小説 川崎サイト

 

元日の目覚め


 朝、目を覚ますと正月だった。
 と言う人もいるだろう。だが、普通に朝、目覚め、それが正月だったと思う人のスケジュールはどうなっているのか。正月になるまで、正月が分からなかったのだろうか。しかし、目が覚めた瞬間、どうして正月だと分かったのか、知ったのか。
 日曜も祭日も関係なく過ごす人なら、スケジュールがどうのというところから、正月を意識する必要はないが、そういう人ほど正月などチェックしていないのではないか。だから普通の人よりも気付きにくいはず。
 つまり、目が覚めたとき、すぐに正月元旦の朝だと考えなくても分かるほどだとは思えない。
 単純に考えれば、寝ているときは意識が落ちる。目が覚めると、すぐに繋がりが分かるのだが、深い夢でも見ていて、別の世界に飛んでいる場合、起きると急に正月が来たように思うかもしれない。

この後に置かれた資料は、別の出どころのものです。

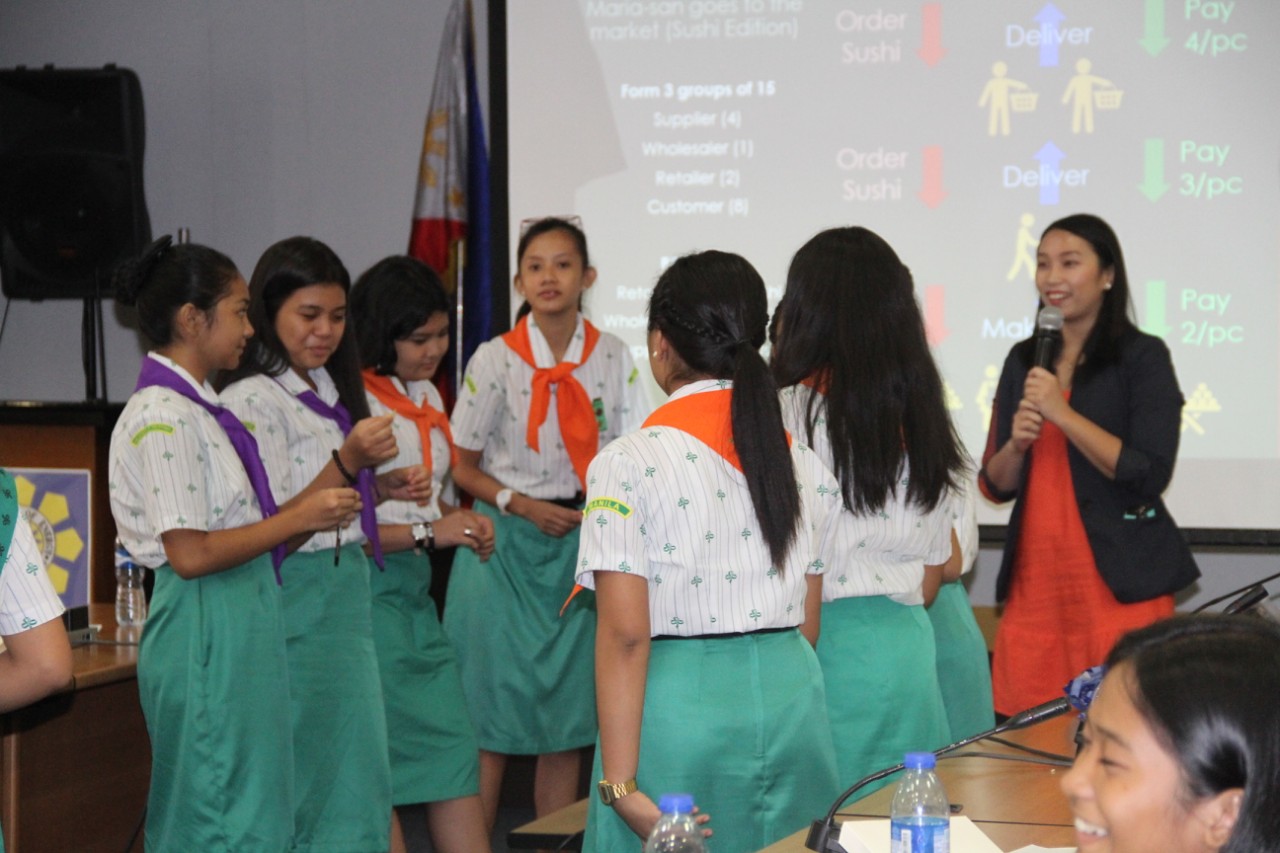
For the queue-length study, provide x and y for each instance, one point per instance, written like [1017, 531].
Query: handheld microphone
[824, 834]
[1048, 336]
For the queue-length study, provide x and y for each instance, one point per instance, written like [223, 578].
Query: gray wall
[275, 118]
[264, 119]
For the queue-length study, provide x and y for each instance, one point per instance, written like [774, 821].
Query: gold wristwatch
[613, 792]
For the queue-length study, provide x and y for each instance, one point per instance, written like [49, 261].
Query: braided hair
[712, 309]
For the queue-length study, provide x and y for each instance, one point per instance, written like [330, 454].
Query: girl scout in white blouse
[705, 539]
[862, 386]
[39, 657]
[402, 325]
[964, 669]
[300, 391]
[211, 671]
[536, 405]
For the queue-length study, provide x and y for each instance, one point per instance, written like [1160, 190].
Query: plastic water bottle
[676, 830]
[920, 816]
[131, 598]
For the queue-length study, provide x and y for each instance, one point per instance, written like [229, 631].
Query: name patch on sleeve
[612, 505]
[150, 428]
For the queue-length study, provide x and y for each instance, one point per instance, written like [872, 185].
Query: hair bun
[132, 273]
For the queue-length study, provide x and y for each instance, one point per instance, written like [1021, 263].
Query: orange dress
[1060, 617]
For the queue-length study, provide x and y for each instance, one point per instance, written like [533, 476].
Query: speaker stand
[94, 350]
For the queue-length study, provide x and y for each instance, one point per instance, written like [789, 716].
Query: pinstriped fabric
[170, 466]
[493, 410]
[664, 506]
[882, 553]
[27, 597]
[408, 451]
[293, 441]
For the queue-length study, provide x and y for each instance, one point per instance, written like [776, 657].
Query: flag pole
[460, 264]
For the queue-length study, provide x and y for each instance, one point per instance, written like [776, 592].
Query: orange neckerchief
[424, 416]
[707, 416]
[704, 415]
[579, 428]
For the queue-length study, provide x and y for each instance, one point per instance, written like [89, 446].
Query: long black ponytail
[712, 308]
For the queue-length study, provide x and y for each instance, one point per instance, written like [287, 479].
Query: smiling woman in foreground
[1182, 749]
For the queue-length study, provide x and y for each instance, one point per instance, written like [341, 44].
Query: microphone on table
[1246, 598]
[1048, 337]
[824, 834]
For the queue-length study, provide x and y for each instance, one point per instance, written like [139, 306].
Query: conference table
[1014, 802]
[74, 767]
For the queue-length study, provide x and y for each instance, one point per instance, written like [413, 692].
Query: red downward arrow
[932, 192]
[931, 33]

 朝、目を覚ますと正月だったは、それまで何日も意識でも失っていたのか、気付いたときが偶然正月だったとも考えられる。これもすぐには分からないが。
 また、昼寝やうたた寝をよくする人なら、目が覚めたとき、朝なのか昼なのか分からなかったりする。そのため、大晦日の昼に、昼寝して、起きたとき、朝だと勘違いし、正月が来たと思うかもしれない。

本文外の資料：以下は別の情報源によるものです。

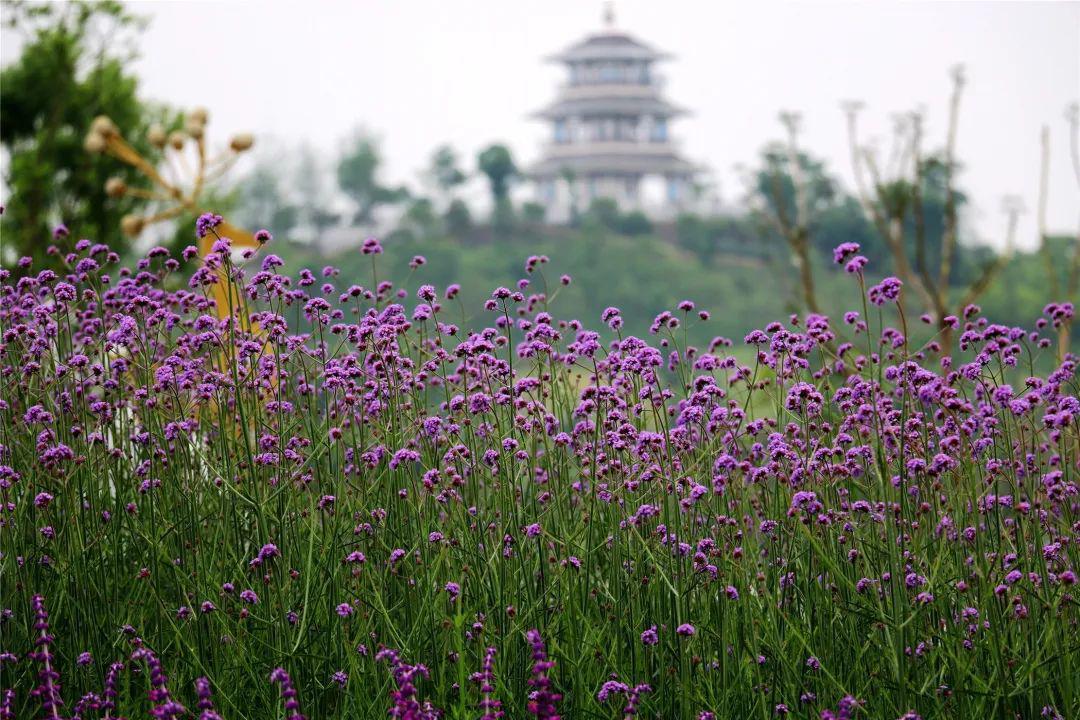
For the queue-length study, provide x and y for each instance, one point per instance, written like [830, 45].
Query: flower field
[248, 492]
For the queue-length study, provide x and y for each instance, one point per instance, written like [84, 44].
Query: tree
[68, 72]
[444, 171]
[261, 203]
[358, 176]
[498, 165]
[315, 209]
[457, 218]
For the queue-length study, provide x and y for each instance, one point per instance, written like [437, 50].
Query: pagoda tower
[609, 132]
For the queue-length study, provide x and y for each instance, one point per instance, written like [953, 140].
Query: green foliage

 いずれも目覚めて少しすれば、すぐに把握できるだろう。目覚めたときはまだぼんやりしていることもあるし、頭もまだ営業中ではなかった場合もそうだ。
 また、朝、目を覚ますと正月だったを、もっと単純に言えば、今日は正月になっていたと言うだけのことかもしれない。早く来たのか、遅く来たのか、また、ついに年が明けて、一年が始まるのかという程度。そしていつもの目覚めではなく、新年の目覚め。これは強調してもいい。
 ただ、深夜の年越しなどで出掛けている人は、帰りも遅くなり、そのあと用事などしていると、寝るのが遅くなり、起きると昼だったとかもある。
 新年は既に除夜の鐘のときに迎えている。だから朝また迎えなくてもいいのだろう。
 元旦での目覚め。それを一日の始まりと見るか、一年の始まりと見るかで、重さ、スケールが違う。
 他の生物はどう思っているだろうか。何も思っていなかったりしそうだが。